Why Cold-Pressed Is Not a Trend

January 2024 · 5 min read

The science and tradition behind chekku oil

The chekku — a traditional wooden oil press — has been part of South Indian kitchens for at least 4,000 years. It operates at low RPM, generates minimal heat, and extracts oil slowly. The result is oil that looks, smells, and behaves like the seed it came from.

Refining changed everything. In the 1950s and 60s, industrial refining became the norm — because it was cheaper, produced more oil per kilogram of seed, and created a clear, odourless product that the modern consumer associated with "clean."

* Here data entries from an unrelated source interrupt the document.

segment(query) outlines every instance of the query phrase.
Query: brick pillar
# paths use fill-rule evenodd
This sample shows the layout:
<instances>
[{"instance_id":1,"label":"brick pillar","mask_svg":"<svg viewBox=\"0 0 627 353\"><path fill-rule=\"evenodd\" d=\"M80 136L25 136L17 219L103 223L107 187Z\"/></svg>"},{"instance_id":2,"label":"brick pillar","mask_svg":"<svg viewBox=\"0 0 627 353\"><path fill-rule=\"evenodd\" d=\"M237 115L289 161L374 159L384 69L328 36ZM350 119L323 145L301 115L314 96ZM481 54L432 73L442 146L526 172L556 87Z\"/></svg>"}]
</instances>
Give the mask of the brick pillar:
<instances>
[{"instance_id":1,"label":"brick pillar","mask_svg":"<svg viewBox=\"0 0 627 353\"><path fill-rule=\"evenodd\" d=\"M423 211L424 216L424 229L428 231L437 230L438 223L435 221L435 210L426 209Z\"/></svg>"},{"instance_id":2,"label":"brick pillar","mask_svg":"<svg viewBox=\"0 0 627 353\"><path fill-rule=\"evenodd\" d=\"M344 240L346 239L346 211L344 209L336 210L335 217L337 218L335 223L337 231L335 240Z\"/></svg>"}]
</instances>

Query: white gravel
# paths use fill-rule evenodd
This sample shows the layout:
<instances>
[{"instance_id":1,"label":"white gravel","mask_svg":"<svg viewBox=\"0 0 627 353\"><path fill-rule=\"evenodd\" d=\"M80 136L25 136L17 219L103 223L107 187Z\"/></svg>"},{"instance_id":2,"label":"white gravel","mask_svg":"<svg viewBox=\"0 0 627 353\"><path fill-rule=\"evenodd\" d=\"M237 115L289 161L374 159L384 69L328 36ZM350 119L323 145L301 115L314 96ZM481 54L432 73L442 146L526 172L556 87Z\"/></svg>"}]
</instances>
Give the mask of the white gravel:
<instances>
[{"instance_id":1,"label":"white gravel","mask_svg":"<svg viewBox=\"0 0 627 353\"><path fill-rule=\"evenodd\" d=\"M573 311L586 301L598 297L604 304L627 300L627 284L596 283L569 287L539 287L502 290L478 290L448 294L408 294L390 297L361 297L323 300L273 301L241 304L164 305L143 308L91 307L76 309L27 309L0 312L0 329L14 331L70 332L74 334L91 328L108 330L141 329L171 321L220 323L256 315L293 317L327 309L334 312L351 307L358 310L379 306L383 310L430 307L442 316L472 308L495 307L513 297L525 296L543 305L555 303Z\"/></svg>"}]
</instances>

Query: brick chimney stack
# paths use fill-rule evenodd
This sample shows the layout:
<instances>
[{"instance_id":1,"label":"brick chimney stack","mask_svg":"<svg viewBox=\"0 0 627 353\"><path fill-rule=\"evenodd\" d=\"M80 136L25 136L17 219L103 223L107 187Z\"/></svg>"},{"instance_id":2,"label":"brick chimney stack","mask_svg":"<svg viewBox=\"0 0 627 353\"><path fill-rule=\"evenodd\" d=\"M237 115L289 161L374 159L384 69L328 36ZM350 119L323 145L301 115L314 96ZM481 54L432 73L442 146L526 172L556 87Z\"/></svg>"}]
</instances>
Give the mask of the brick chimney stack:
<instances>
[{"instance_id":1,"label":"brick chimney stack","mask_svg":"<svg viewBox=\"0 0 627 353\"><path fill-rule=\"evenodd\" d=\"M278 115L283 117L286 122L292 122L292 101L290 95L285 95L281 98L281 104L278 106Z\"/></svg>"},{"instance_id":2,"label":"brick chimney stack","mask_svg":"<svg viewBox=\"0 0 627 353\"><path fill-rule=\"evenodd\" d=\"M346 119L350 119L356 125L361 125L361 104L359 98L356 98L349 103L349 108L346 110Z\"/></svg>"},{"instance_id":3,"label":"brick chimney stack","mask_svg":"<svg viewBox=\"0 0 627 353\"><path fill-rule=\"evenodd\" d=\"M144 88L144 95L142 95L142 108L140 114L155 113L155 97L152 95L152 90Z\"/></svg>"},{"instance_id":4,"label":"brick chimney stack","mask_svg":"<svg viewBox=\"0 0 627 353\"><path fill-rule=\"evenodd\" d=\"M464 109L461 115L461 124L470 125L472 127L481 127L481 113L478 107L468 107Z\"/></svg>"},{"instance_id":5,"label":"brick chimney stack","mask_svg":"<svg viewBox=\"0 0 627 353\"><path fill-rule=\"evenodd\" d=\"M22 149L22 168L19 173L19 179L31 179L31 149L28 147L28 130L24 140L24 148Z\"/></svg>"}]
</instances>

What refining actually does: it subjects seeds to hexane (a petrochemical solvent), high heat (up to 240°C), bleaching agents, and deodorizers. At each stage, nutrients are destroyed.

What survives refining? Calories. That is mostly it.

What cold-pressing preserves: - Vitamin E (tocopherols) — a powerful antioxidant - Polyphenols — anti-inflammatory compounds - Natural flavour compounds — the reason gingelly oil smells the way it should - Phospholipids — which support brain health - Phytosterols — which help manage cholesterol

In gingelly (sesame) oil specifically, cold-pressing preserves sesamol and sesamin — two lignans found almost nowhere else in nature, with documented anti-aging and antioxidant effects. These are entirely absent in refined sesame oil.

Why the higher price? Cold-pressing extracts roughly 30–40% less oil per kilogram of seed compared to solvent extraction. The process is slower. The yield is lower. The quality is incomparably higher.

Our founders started Prachodhaya because they knew their mothers and grandmothers cooked with chekku oil and stayed healthier for it. They watched refined oil become the default and decided to offer an alternative.

Not a premium alternative. The original one.